Chemosensors describes molecule of synthetic origin that signal the presence of matter or energy. A chemosensor can be considered as type of an analytical device. Chemosensors are used in everyday life and have been applied to various areas such as in chemistry, biochemistry, immunology, physiology, etc. and within medicine in general, such as in critical care analysis of blood samples. Chemosensors can be designed to detect/signal a single analyte or a mixture of such species in solution.

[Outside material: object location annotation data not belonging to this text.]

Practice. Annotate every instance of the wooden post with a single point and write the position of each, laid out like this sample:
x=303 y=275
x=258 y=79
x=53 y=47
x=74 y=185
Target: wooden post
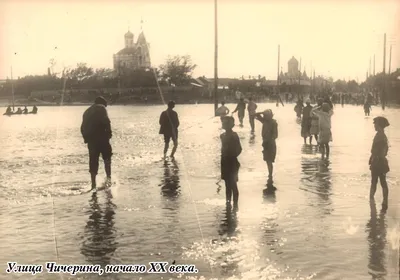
x=215 y=60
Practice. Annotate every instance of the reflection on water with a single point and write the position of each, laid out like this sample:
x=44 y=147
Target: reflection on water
x=316 y=176
x=99 y=242
x=229 y=222
x=376 y=228
x=170 y=187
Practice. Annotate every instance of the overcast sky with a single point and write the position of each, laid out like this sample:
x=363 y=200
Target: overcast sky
x=336 y=38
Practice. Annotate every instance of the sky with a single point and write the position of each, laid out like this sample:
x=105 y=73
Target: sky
x=336 y=38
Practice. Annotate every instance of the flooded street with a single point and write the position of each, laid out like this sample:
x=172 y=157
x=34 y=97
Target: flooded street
x=318 y=225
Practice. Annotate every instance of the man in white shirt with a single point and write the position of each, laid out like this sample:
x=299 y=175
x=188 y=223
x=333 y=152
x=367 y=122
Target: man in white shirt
x=251 y=108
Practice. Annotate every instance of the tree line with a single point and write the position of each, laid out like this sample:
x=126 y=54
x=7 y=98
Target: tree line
x=177 y=70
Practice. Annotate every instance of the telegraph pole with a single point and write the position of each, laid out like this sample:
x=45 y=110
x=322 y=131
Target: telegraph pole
x=390 y=57
x=383 y=98
x=277 y=78
x=215 y=59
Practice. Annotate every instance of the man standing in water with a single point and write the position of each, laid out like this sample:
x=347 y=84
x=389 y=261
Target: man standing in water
x=169 y=123
x=240 y=108
x=252 y=107
x=96 y=132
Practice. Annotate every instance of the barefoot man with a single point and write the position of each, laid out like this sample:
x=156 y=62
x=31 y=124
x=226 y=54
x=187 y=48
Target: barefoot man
x=96 y=132
x=169 y=123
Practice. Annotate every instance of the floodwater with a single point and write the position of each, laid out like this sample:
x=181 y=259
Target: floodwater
x=318 y=225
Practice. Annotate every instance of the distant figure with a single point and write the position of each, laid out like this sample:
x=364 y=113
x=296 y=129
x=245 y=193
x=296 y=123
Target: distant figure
x=306 y=122
x=314 y=130
x=34 y=110
x=169 y=123
x=240 y=108
x=230 y=165
x=251 y=108
x=325 y=133
x=379 y=165
x=367 y=108
x=96 y=132
x=298 y=108
x=269 y=135
x=8 y=110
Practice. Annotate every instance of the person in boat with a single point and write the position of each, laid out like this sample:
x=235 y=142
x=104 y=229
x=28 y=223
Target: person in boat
x=34 y=110
x=8 y=110
x=25 y=111
x=96 y=133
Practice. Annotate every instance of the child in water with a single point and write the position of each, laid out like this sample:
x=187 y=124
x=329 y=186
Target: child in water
x=379 y=165
x=230 y=165
x=269 y=135
x=325 y=133
x=367 y=108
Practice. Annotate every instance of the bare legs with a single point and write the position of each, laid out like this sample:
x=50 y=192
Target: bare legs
x=325 y=150
x=166 y=146
x=232 y=189
x=374 y=183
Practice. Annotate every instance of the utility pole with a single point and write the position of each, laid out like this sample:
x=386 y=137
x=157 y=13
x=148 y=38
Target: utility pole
x=390 y=57
x=216 y=59
x=383 y=97
x=374 y=65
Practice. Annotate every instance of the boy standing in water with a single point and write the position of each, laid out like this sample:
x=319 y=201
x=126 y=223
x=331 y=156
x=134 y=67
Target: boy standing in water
x=169 y=123
x=230 y=150
x=379 y=165
x=269 y=135
x=325 y=133
x=240 y=108
x=222 y=111
x=252 y=107
x=96 y=132
x=367 y=108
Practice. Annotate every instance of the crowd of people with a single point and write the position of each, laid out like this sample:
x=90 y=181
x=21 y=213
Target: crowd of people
x=19 y=111
x=315 y=121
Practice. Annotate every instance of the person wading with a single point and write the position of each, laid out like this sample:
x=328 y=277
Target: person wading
x=96 y=132
x=240 y=108
x=169 y=123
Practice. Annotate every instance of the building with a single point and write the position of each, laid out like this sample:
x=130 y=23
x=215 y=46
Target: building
x=134 y=55
x=293 y=76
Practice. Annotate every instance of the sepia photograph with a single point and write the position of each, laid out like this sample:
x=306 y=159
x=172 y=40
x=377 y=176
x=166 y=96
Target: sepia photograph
x=200 y=139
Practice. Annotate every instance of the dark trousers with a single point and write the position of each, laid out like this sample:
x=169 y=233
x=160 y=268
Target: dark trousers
x=95 y=149
x=251 y=119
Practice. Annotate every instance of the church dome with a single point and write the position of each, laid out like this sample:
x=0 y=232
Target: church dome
x=293 y=60
x=128 y=35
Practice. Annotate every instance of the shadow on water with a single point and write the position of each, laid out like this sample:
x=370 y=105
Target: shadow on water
x=376 y=228
x=170 y=187
x=316 y=178
x=99 y=242
x=230 y=245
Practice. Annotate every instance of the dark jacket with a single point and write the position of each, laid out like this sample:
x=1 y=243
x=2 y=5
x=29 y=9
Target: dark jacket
x=96 y=125
x=169 y=122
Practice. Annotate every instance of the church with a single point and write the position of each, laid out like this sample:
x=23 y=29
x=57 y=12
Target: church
x=134 y=55
x=294 y=76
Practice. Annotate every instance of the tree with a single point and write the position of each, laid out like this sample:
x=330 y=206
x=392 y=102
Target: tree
x=178 y=69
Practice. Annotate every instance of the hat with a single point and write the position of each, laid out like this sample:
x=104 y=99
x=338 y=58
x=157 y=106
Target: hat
x=268 y=112
x=171 y=104
x=381 y=121
x=325 y=107
x=100 y=100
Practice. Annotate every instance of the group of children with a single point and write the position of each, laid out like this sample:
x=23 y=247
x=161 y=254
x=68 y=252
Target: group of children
x=231 y=149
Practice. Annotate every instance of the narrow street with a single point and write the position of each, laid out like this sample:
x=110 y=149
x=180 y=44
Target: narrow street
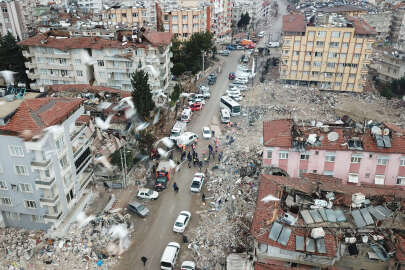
x=154 y=232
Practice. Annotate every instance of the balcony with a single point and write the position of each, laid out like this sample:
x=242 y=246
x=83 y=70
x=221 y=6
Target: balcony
x=49 y=199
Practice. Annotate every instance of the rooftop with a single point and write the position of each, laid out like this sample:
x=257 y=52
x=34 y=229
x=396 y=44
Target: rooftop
x=290 y=212
x=339 y=136
x=33 y=115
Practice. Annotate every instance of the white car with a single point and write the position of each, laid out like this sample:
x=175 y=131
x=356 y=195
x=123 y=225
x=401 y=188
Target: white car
x=181 y=221
x=187 y=265
x=146 y=193
x=206 y=133
x=198 y=181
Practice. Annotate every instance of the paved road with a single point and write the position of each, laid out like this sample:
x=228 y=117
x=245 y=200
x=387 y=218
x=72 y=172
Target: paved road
x=154 y=232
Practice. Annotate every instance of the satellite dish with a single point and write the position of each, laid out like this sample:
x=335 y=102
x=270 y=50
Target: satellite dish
x=333 y=136
x=376 y=130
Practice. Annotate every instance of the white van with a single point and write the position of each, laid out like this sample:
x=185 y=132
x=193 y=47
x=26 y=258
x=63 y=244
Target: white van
x=186 y=115
x=169 y=256
x=178 y=129
x=225 y=116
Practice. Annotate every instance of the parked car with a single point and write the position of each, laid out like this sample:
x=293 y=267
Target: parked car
x=206 y=131
x=182 y=221
x=138 y=208
x=198 y=181
x=224 y=53
x=146 y=193
x=187 y=265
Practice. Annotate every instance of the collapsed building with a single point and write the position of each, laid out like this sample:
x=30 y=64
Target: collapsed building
x=320 y=221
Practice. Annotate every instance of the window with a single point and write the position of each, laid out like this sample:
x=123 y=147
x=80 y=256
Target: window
x=63 y=162
x=335 y=34
x=30 y=204
x=27 y=188
x=382 y=161
x=283 y=155
x=356 y=159
x=330 y=157
x=304 y=156
x=3 y=185
x=5 y=201
x=320 y=43
x=379 y=179
x=334 y=44
x=16 y=151
x=60 y=143
x=400 y=180
x=353 y=178
x=21 y=170
x=321 y=33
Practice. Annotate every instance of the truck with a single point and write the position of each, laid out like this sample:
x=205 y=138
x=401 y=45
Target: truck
x=178 y=129
x=164 y=172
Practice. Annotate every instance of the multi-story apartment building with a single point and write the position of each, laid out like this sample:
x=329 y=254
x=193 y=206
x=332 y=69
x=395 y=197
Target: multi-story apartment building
x=330 y=51
x=221 y=19
x=57 y=58
x=373 y=154
x=182 y=19
x=44 y=172
x=381 y=22
x=388 y=63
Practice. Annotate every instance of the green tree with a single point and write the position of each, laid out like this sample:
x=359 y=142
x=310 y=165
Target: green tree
x=175 y=94
x=11 y=58
x=141 y=94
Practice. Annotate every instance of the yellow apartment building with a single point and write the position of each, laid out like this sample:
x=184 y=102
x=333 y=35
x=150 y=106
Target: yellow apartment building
x=330 y=51
x=131 y=16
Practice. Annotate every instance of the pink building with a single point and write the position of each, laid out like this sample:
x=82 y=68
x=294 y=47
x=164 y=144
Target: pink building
x=369 y=155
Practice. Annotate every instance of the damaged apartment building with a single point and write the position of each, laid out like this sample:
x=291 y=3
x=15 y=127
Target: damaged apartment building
x=55 y=57
x=366 y=152
x=46 y=162
x=321 y=222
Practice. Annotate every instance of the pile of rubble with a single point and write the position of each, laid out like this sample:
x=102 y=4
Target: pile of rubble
x=232 y=191
x=89 y=244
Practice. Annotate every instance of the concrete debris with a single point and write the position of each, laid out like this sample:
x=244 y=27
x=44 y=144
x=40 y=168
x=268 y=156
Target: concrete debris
x=102 y=239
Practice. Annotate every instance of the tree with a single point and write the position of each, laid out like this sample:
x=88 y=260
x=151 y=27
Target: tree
x=141 y=94
x=11 y=58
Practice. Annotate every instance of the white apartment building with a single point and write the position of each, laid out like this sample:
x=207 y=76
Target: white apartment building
x=43 y=172
x=61 y=59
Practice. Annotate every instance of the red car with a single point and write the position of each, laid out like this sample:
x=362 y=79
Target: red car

This can be achieved through either a single measurement or through the use of continuous monitoring. The signalling moiety acts as a signal transducer, converting the information (recognition event between the chemosensor and the analyte) into an optical response in a clear and reproducible manner.

Most commonly, the change (the signal) is observed by measuring the various physical properties of the chemosensor, such as the photo-physical properties seen in the absorption or emission, where different wavelengths of the electromagnetic spectrum are used. Consequently, most chemosensors are described as being either colorimetric (ground state) or luminescent (excited state, fluorescent or phosphorescent). Colorimetric chemosensors give rise to changes in their absorption properties (recorded using ultraviolet–visible spectroscopy), such as in absorption intensity and wavelength or in chirality (using circularly polarized light, and CD spectroscopy).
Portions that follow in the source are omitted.